Lettre de Louis Daniel Constant Duméril (Morschwiller) à sa petite-fille Marie Mertzdorff (Cauterets), avec un ajout de son épouse Félicité Duméril


original de la lettre 1876-07-21 pages 1-4.jpg original de la lettre 1876-07-21 pages 2-3.jpg


Morschwiller 21 Juillet 1876

Ma chère petite Marie

Nous avons bien reçu lundi, la bonne lettre de ta chère tante[1] qui s’est croisée avec celle que je lui ai adressée Dimanche. Depuis nous avons encore reçu de vos bonnes nouvelles par une lettre de votre Père[2] à son Oncle[3] dont Oncle Léon[4] nous a dit le contenu en venant coucher ici mercredi soir. Nous voyons avec plaisir que vous êtes bien installés que le traitement que tu suis est fort peu fatigant que votre talent de natation rend le bain agréable & qu’Emilie[5] en prend sa part. Nous espérons bien que tu vas dire adieu définitivement à cette ennuyeuse toux qui ne voulait pas te quitter & qui était fort taquinante par sa ténacité quoiqu’elle n’altérât en rien ta santé.
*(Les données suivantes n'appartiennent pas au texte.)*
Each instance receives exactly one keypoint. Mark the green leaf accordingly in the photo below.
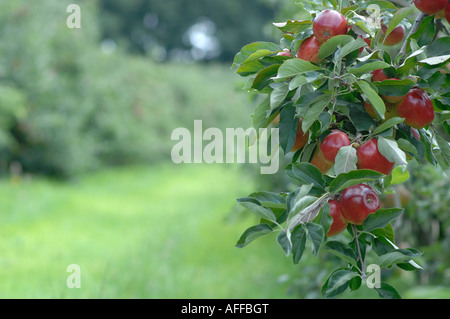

Ici nous passons notre temps moins agréablement, mais nous ne pouvons pourtant pas nous plaindre car nos meubles arrivent au Moulin en fort bon état grâce aux soins que Paul[6] & Vogt[7] leur donnent en les chargeant, & nous n’avons pas à regretter de ne nous être pas soumis aux exigences de l’entrepreneur de déménagements qui a voulu, je crois, un peu trop nous exploiter. Nous voilà bien avancés ; demain la voiture emporte notre bois à brûler & quelques autres objets ; point de meubles & lundi nous chargeons nos lits & les quelques meubles indispensables jusqu’au dernier moment & nous allons coucher à Vieux-Thann comme ton bon père nous l’a proposé. Ta bonne-Maman[8] est bien fatiguée & comme elle le dit un peu ahurie mais elle dort bien & elle ne se plaint pas de sa santé : aujourd’hui elle fait emballer ses provisions de bouche & divers petits objets. Quant à moi je n’ai plus rien à faire & je profite de mon loisir pour vous tenir au courant de notre labeur. J’ai eu la précaution de garder de quoi écrire, ce dont je me félicite, mais tu serais étonnée de voir à quoi se restreint notre mobilier actuel & tu trouverais les pièces bien grandes, bien nues & passablement tristes.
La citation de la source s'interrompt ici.